Family members and close relatives of expatriate Nepali workers who lost their lives working abroad can now get compensation provided by the federal government from their respective local governments.
According to Rajan Prasad Shrestha, executive director at the Foreign Employment Board, Government’s decision is effective from Wednesday, this new scheme, beneficiaries will get our services in the form of financial assistance from the local bodies.
“It would provide relief to families of hundreds of Nepali workers who die working in various labour destination countries.”
Previously, the aggrieved families had to travel to Kathmandu from various parts of the country to claim their compensation amount. They would have to make their claim by applying to the board.
Shrestha said “The decision will help save time and money of hundreds of aggrieved families.”
The board, which operates under the Ministry of Labour, Employment and Social Security, has been managing the Migrant Workers’ Welfare Fund that is used to provide financial assistance to the families of deceased migrant workers.
“We wanted to make sure that the families, who are already going through a hard time grieving over the loss of their loved one, get their compensation money without any hassles,” added Shrestha.
According to government records, every year, hundreds of Nepali workers die due to illness, road accidents, workplace accidents and other factors. Families and relatives of deceased workers receive Rs700,000 from the government. The board also provides financial support for the critically injured and covers treatment for as many as 15 critical diseases within one year of wroker’s return to the country or until the end of their contract.

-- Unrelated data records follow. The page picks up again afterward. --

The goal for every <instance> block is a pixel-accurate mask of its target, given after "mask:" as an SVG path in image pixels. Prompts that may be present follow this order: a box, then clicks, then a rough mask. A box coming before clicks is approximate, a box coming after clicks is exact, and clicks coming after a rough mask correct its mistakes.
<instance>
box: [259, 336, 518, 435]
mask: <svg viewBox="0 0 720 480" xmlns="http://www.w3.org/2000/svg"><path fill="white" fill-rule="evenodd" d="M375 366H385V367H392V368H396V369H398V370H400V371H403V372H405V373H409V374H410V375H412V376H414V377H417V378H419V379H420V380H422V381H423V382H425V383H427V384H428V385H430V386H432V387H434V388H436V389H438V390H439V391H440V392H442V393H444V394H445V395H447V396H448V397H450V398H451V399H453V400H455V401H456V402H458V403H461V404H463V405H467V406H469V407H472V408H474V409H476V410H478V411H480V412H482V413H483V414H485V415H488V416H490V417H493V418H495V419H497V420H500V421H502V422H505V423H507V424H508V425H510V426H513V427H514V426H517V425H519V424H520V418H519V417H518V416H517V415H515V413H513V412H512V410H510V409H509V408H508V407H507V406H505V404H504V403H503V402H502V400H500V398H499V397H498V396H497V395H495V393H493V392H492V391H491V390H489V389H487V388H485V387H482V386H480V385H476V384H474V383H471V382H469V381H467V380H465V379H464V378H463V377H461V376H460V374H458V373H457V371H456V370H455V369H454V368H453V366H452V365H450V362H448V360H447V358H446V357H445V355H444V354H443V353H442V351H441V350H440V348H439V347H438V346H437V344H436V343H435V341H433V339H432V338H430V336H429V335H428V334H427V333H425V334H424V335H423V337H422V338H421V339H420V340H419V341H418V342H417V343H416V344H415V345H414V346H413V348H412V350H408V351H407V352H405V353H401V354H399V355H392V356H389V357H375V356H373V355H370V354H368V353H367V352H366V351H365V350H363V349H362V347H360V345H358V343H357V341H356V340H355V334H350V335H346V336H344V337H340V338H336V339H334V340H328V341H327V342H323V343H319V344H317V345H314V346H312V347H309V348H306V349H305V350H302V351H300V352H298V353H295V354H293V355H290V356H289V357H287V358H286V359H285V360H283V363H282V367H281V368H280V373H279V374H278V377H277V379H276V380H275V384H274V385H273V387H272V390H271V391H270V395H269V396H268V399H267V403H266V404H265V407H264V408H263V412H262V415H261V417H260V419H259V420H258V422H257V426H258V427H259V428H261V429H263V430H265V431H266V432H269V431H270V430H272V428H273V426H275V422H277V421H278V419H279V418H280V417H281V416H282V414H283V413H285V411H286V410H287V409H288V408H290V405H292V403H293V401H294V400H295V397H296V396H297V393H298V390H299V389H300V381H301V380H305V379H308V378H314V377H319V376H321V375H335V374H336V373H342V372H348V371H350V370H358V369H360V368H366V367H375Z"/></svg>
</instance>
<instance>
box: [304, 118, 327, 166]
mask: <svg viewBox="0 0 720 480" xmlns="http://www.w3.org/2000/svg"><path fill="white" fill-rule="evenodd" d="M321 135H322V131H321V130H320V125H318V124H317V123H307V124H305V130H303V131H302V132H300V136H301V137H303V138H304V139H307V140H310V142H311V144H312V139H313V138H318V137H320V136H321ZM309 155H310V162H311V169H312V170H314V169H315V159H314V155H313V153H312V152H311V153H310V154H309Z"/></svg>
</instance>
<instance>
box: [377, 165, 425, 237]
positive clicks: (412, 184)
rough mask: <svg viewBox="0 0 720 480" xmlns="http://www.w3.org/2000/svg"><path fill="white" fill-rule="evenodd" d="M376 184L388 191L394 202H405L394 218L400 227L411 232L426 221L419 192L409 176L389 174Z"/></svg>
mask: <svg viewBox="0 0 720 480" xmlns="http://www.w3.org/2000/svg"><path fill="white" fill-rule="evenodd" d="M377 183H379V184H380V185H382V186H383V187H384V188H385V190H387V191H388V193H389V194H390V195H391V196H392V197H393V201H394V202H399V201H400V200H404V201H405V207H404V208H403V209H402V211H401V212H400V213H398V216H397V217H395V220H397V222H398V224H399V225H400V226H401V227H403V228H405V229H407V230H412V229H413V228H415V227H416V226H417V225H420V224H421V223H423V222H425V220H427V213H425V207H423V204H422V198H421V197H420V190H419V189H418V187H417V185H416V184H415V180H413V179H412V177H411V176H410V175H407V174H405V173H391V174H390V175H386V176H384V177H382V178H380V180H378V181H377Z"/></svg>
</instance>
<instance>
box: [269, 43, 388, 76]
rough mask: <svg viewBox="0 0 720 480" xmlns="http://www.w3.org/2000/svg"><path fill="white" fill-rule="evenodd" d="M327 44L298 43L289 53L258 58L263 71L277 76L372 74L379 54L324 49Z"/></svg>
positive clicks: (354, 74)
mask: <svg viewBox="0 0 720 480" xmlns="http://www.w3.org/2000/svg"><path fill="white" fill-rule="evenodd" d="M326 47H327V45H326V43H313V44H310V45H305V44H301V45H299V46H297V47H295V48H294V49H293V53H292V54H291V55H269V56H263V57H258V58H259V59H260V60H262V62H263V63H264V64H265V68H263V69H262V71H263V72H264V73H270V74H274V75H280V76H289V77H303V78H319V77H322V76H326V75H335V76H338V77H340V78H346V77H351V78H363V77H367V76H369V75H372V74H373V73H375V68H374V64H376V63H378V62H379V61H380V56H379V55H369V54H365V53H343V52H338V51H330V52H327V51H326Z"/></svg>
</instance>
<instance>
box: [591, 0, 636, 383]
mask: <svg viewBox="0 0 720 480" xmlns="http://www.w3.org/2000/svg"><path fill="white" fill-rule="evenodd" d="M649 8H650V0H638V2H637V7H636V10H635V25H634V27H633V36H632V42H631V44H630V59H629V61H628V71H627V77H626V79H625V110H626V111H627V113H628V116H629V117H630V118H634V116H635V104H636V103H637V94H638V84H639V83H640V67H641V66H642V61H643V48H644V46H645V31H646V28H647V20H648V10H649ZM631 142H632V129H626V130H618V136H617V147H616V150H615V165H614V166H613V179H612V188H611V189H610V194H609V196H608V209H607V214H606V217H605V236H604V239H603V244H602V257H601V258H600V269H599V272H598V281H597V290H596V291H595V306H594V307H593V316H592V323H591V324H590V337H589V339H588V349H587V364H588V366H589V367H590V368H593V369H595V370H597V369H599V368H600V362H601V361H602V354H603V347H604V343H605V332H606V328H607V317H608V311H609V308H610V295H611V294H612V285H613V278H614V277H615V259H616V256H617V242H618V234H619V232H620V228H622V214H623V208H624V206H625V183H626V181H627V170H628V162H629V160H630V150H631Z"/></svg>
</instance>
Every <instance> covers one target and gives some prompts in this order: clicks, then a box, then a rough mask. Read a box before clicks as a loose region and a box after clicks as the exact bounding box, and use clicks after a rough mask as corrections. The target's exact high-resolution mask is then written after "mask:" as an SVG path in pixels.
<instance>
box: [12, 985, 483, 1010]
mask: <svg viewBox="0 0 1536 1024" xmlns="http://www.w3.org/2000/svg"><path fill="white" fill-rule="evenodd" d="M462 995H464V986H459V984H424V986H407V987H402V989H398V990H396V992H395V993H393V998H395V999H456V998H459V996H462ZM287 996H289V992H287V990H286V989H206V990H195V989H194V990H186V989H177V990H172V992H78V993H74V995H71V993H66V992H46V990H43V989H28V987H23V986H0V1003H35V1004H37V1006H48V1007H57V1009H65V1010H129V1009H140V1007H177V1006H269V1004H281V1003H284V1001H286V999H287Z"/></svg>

During the last fiscal year, the board had provided relief amount to families of a total of 821 migrant wroker who had died in 19 different countries.
Families of migrant workers, who died or got injured or contracted any serious disease within one year of their return to the country or until the end of their contract, are eligible for compensation earmarked for migrant workers.
With the coming into force of the new rule, an immediate family member of the deceased migrant worker will be eligible to apply for compensation at the local level, which would then verify the documents and issue a death certificate. The documents will then be forwarded to the board in Kathmandu. After the final verification, the board will deposit the compensation amount in the bank account of the deceased worker’s nearest relative.
Furthermore, the board will soon be providing financial support, including scholarships to deceased worker’s children via an integrated online system.
“Once the online system comes into operation, the families will not have to go even to the local bodies,” said Shrestha. “They could apply for compensation from their mobile phones.”